Oui. Un film d’animation pour un public plutôt adulte, ce qui est assez rare. Mais si l’on ne tente pas de faire bouger les lignes, on est certain qu’il ne va rien se passer ! Les propositions d’animation pour adultes existent, bien sûr, mais elles sont à mon sens plus « auteurisantes ». Disons plus politiques ou sociales. Même si l’on souhaitait aussi développer ces éléments dans le film. Dans mon travail sur Mars Express, j’ai été particulièrement influencé par l’œuvre de Mamoru Oshii [Ghost in the Shell, Patlabor]. J’avais envie de trouver une esthétique qui donne une impression de réel au dessin. Quelque chose d’élégant, sans fioritures. Je voulais faire du cinéma au sens large, et pas seulement de l’animation.

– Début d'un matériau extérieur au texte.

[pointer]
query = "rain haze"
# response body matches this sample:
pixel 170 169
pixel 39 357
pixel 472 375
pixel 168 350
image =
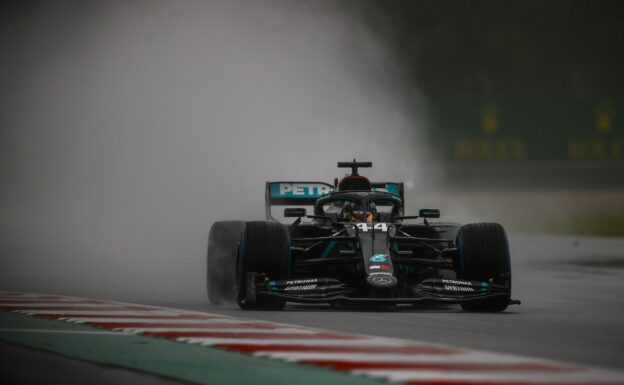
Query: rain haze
pixel 127 128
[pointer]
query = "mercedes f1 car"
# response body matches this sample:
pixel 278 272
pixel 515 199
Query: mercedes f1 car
pixel 357 247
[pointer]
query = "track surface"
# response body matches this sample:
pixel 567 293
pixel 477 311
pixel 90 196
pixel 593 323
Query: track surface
pixel 572 293
pixel 572 311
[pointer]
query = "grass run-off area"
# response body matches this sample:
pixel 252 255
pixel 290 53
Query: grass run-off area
pixel 588 225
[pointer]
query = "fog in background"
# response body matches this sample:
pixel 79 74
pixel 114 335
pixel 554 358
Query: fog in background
pixel 127 128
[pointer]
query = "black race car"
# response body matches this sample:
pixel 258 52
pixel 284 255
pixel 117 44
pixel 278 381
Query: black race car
pixel 357 247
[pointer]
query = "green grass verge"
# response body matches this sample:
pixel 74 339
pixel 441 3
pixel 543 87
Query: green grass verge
pixel 589 225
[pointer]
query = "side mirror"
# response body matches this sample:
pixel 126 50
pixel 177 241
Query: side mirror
pixel 294 212
pixel 429 213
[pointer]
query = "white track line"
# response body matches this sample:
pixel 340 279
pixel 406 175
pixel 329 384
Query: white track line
pixel 112 312
pixel 220 330
pixel 54 331
pixel 588 376
pixel 316 342
pixel 466 357
pixel 161 321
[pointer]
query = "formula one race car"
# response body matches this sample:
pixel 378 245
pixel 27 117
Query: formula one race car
pixel 357 247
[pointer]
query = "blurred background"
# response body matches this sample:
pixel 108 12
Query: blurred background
pixel 128 127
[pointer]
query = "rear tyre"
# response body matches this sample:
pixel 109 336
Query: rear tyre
pixel 483 254
pixel 264 249
pixel 223 241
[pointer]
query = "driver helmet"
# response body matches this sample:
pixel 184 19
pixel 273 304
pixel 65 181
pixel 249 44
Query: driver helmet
pixel 356 213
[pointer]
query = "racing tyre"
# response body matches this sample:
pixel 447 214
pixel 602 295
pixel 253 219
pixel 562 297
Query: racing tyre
pixel 264 249
pixel 483 254
pixel 223 241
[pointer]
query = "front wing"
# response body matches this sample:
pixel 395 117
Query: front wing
pixel 329 290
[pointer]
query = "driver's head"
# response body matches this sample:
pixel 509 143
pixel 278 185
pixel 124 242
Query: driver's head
pixel 355 213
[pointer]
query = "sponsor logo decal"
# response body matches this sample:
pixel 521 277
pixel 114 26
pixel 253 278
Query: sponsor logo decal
pixel 366 227
pixel 302 281
pixel 300 287
pixel 299 190
pixel 382 279
pixel 378 258
pixel 457 288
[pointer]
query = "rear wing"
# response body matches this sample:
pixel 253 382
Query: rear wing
pixel 393 188
pixel 306 193
pixel 294 194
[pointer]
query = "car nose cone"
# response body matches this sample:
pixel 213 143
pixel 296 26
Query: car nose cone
pixel 384 281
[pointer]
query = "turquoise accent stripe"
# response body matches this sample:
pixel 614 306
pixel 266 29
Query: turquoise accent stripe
pixel 328 249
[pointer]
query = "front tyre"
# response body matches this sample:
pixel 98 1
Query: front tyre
pixel 264 249
pixel 483 255
pixel 223 242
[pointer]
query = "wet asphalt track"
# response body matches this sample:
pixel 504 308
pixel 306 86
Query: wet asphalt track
pixel 572 293
pixel 573 310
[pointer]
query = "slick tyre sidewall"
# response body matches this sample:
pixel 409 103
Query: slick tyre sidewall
pixel 223 242
pixel 483 254
pixel 264 249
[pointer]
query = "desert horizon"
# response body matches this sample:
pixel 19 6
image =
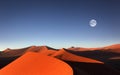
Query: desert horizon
pixel 44 60
pixel 59 37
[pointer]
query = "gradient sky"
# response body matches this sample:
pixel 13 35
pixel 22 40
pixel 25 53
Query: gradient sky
pixel 59 23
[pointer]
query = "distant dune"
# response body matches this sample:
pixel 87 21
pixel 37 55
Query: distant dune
pixel 44 60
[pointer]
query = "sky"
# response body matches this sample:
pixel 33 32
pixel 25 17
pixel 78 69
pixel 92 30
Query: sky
pixel 59 23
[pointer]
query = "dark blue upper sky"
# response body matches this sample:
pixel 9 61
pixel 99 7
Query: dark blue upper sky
pixel 59 23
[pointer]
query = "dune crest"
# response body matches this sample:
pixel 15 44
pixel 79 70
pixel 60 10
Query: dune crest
pixel 36 64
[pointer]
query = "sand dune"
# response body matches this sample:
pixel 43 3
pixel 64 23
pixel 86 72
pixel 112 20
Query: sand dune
pixel 36 64
pixel 64 55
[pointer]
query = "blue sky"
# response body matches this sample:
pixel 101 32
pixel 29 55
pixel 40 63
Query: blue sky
pixel 59 23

Mars Express cite également tout un pan du cinéma américain de SF des années 1980-1990. Blade Runner bien sûr, mais aussi Terminator 2

Nous avons grandi avec ces films. On pourrait aussi nommer l’école Métal hurlant, qui a infusé jusqu’au Japon et aux États-Unis et dont on retrouve le ton dans Mars Express. On n’échappe jamais aux influences extérieures quand on réalise un film, et c’est normal. Dans le cas de Terminator 2, la vérité est que je n’ai pas trouvé de meilleure idée pour une scène que celle de Cameron, alors j’ai décidé de la garder. Mais j’applique son concept à un humain et non pas un robot, ce qui me permet d’affiner mon point de vue sur le personnage.

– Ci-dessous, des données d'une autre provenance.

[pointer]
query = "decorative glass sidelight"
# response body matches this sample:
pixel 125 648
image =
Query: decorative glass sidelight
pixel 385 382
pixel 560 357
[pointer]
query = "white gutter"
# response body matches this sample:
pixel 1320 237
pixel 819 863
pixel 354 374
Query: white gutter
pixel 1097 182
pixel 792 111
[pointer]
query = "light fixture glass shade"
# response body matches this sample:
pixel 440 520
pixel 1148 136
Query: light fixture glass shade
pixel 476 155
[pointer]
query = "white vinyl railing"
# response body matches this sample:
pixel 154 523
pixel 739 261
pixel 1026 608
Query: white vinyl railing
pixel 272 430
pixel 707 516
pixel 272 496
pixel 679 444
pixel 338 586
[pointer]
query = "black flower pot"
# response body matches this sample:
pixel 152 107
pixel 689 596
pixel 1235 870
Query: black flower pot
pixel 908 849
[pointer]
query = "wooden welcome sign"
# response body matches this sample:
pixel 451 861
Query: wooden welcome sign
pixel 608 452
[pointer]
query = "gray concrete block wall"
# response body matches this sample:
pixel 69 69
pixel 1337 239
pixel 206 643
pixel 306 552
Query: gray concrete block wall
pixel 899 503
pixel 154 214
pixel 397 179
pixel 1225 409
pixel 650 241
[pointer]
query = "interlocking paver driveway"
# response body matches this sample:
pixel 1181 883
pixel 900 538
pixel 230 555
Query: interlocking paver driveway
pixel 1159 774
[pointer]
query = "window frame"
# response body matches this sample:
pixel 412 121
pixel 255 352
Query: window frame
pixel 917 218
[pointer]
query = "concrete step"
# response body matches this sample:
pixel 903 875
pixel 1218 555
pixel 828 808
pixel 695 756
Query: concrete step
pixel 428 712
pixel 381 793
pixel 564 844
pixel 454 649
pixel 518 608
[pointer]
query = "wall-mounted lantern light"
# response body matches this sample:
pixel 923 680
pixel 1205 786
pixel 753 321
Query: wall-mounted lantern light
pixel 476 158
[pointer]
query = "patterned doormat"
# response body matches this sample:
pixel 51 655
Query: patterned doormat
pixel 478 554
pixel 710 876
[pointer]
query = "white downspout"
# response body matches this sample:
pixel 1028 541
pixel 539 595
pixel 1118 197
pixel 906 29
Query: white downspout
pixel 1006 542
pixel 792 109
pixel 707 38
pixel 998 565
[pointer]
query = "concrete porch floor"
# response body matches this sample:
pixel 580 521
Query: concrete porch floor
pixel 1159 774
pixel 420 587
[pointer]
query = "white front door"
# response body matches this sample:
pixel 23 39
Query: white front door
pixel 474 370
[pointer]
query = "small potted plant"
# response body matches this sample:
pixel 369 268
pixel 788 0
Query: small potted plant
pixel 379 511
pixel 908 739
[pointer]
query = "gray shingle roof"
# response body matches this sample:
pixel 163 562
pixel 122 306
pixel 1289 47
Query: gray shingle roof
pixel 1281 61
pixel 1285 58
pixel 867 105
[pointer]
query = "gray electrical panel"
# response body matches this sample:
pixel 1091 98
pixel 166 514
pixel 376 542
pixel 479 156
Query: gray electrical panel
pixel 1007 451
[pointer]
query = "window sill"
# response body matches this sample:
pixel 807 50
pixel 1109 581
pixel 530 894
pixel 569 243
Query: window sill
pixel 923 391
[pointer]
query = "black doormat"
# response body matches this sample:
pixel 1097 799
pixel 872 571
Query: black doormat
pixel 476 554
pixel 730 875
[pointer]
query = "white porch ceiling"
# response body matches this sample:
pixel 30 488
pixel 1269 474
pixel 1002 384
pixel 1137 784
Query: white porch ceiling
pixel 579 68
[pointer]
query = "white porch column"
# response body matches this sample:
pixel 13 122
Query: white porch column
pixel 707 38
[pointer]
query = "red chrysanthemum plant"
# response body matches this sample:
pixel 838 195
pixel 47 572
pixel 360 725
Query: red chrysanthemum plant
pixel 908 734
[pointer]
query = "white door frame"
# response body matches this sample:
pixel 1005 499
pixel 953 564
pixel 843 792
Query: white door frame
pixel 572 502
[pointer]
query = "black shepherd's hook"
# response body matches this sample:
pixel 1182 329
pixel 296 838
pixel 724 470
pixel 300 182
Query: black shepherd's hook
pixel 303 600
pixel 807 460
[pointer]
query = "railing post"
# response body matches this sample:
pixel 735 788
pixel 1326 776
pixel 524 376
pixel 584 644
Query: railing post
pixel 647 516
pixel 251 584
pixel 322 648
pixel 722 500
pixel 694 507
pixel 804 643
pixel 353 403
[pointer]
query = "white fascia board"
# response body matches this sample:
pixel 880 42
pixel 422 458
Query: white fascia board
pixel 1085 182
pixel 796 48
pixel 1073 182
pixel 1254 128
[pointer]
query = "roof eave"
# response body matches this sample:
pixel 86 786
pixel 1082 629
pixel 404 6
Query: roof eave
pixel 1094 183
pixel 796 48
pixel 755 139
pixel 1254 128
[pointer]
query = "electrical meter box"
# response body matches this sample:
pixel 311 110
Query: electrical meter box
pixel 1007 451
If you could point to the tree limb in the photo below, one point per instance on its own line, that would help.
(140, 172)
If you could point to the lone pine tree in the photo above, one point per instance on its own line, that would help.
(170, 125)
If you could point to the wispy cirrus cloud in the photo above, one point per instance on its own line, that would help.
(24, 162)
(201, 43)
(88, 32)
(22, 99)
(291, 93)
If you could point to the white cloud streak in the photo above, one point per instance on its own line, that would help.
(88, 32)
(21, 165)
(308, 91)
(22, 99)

Je me suis beaucoup posé la question du graphisme comme vecteur d’émotions, comme outil pour accentuer le rapport au scénario. Il fallait un graphisme qui puisse supporter toutes les ruptures de ton, et le dessin réaliste était parfait pour cela.

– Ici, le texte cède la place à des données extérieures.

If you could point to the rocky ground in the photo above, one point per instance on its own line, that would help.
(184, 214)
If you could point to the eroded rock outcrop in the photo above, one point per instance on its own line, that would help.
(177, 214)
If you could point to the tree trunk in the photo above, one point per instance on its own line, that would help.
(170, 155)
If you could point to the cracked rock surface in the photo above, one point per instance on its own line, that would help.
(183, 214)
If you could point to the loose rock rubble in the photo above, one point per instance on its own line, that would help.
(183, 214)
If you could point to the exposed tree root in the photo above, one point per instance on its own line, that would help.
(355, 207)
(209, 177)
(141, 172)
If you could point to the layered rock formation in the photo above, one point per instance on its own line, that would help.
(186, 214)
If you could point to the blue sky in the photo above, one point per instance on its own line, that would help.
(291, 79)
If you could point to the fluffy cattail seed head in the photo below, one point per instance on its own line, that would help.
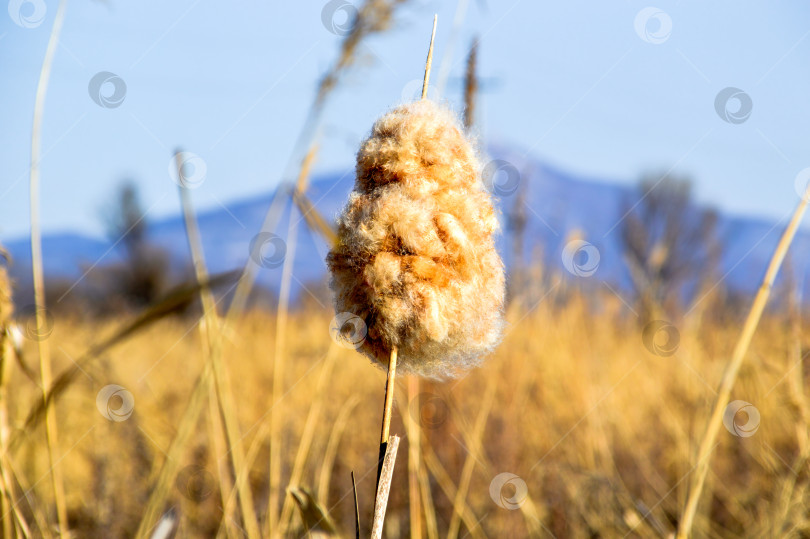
(416, 258)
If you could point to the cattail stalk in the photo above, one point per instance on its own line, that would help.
(732, 368)
(412, 429)
(392, 361)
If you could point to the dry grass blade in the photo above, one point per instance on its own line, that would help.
(330, 454)
(431, 526)
(221, 382)
(449, 489)
(313, 417)
(278, 355)
(388, 405)
(384, 486)
(474, 448)
(316, 519)
(163, 484)
(51, 431)
(374, 16)
(730, 374)
(174, 302)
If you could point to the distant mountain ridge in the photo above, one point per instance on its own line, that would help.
(558, 204)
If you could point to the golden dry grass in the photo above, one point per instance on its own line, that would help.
(602, 431)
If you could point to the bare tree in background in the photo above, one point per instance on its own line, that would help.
(669, 243)
(142, 275)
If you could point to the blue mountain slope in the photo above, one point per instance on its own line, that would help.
(559, 206)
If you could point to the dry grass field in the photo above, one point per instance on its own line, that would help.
(601, 431)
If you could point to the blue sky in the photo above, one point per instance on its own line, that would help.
(581, 85)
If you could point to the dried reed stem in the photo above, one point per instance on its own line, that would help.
(412, 429)
(387, 408)
(384, 486)
(308, 435)
(389, 395)
(330, 454)
(356, 509)
(733, 366)
(473, 449)
(214, 345)
(429, 61)
(470, 87)
(278, 356)
(51, 431)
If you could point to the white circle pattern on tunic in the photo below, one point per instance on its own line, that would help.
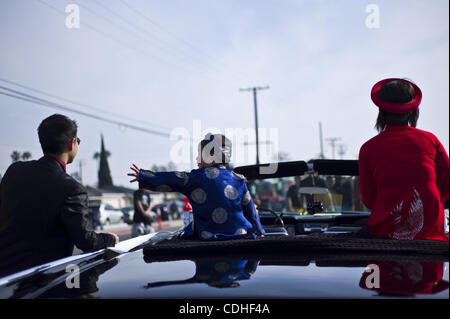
(247, 198)
(206, 234)
(237, 176)
(212, 172)
(183, 175)
(219, 215)
(198, 195)
(163, 188)
(231, 192)
(240, 231)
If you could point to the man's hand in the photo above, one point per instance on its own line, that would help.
(135, 173)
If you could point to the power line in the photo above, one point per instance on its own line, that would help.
(33, 99)
(78, 103)
(162, 44)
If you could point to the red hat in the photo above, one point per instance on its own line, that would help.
(398, 108)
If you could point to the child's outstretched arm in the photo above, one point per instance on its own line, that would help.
(159, 181)
(249, 210)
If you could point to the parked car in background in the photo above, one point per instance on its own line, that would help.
(110, 215)
(312, 254)
(128, 214)
(170, 210)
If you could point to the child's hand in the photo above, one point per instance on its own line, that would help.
(135, 173)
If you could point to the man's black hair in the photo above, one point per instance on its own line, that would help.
(55, 132)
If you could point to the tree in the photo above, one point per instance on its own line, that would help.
(104, 174)
(26, 156)
(15, 156)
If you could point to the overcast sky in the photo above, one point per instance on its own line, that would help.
(162, 65)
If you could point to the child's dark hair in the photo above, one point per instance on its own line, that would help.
(55, 132)
(223, 142)
(398, 92)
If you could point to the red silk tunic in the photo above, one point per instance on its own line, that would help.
(404, 180)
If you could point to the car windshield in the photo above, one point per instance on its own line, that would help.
(335, 193)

Comment abordez-vous la mise en scène ?

La mise en scène est assez vaste, elle ne s’arrête pas à la composition des plans. Elle intervient dès l’écriture, puis au découpage avec le story-board, et évidemment au montage. Mais pour moi, elle est aussi dans l’interprétation et dans la façon dont le réalisateur demande aux comédiens de jouer tel ou tel moment. Le montage est aussi une partie essentielle de la mise en scène, parce que le sens du timing est très important dans le rapport émotionnel des scènes avec le spectateur.

Comment avez-vous choisi le design du film ?

L’avantage que nous avons en animation par rapport à la prise de vue réelle, c’est le choix dans les styles graphiques. Je me suis beaucoup posé la question du graphisme comme vecteur d’émotions, comme outil pour accentuer le rapport au scénario. Il fallait un graphisme qui puisse supporter toutes les ruptures de ton, et le dessin réaliste était parfait pour cela. Si l’on était parti sur quelque chose de plus « cartoon », Mars Express aurait été tout autre.

Le réalisme dont vous parlez se retrouve aussi dans la technologie de Mars Express.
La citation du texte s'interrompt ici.